江戸っ子
江戸っ子とは、東京文化にどっぷり浸かっている人々のことをいう。「三代住まなきゃ江戸っ子たぁ言わねぇ」というのはフィクション(時代劇や落語)の世界の話である。
大阪人には「江戸者」と蔑まれ、京都人には「田舎者」と馬鹿にされる。「ガーガーうるさい」というので、「東」の枕詞は「とりがなく」である。
概要[編集]
しょせん田舎者の集まりなので、「信用第一」である。そのため現金を持たない(宵越しの金を持たない)キャッシュレス社会が三百年くらい続いていたため、期末には大福帳(通帳)を持った掛取りが家を回って清算していた。
大体威勢がよくて気風がよい。なにせ世界最大クラス大都市なので「時は金なり」である。
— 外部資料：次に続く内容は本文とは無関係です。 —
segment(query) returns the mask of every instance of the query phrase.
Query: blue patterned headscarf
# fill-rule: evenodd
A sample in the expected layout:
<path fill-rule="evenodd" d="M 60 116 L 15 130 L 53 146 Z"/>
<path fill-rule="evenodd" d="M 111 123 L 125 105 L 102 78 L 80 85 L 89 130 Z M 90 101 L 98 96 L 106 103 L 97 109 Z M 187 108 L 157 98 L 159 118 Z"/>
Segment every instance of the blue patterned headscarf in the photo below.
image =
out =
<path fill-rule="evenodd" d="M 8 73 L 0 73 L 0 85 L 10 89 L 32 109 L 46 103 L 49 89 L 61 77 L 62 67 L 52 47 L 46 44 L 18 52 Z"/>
しかも武士が多く、地元から転勤したきた武士も多かったため、食い物もままならない。
結果としてファストフードが発達し、寿司や天ぷらの屋台が多かった。
「差し当たって今に該当する人物はというとヤンキーの生態である。」といった意見もあるが、相続の目がないと居場所がなく、「朝顔」とか「万年青」とかの栽培や鈴虫の繁殖などを副業としていた。
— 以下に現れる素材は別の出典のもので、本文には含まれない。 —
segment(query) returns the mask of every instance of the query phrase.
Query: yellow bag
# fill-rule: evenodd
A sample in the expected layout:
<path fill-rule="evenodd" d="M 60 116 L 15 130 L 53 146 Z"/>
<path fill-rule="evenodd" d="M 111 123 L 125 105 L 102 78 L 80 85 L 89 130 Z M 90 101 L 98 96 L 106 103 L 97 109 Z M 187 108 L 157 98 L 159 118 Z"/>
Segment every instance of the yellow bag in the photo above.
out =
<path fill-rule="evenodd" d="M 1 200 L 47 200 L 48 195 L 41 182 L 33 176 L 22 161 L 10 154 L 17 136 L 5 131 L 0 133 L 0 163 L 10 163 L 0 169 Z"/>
武士は「三両一人扶持」の貧乏侍も多く、「煮売り」などの総菜屋にも世話になっているため、いちおう恰好をつけるために町人に対しては腰が低かったという。時に勘違いしたいちびりもいたかもしれないが、なにしろ共棲関係関係なのでほぼ対等関係であった。大久保彦左衛門と一心太助がその代表例である。
方言[編集]
「東京の人間は標準語を話しているから、方言なんかないだろう」と思ったら大間違いである。「“わあぷろ”なんて大(てぇ)したこたぁねぇなあ。“あさししんぶん”(朝日新聞)が出ねぇんだもん」というのは日本語処理に関わる人間は苦笑と反省の材料である。「鮭(シャケ)」「蠅帳(はいちょう)」「羊(しつじ)」あたりは辞書登録しておけば済むだけの話でしかない。「棟梁(とうりゅう)」「道了尊(どうりゅうさん)」ほか、数多くある。「小指」を「こいび」というのはもはや全国区で、小指を立てて「コレ」といえばほぼ日本中で通用する。
強調助詞の「ね」「さ」「よ」を多く使うのも東京弁のひとつである。「だからねぇ、あたしもさぁ、困っちゃうのよね?」とか課長が電話で話しているのを聞いた新人が、「Kさんって、オカマなんですか?」と真顔で訊いてきて、「あぁ、あのひと生まれも育ちも日本橋だから」という実話がある。
ちなみに「秋葉原」は「あきばっぱら」。「東京には方言なんてない!」と熱弁していた同僚に「じゃあ、“しおひがり”って言ってみな」と言ったら、数秒沈黙して「しおしがり!」と言ってしばらく落ち込んでいた。正しい江戸弁では「ひよしがり」である。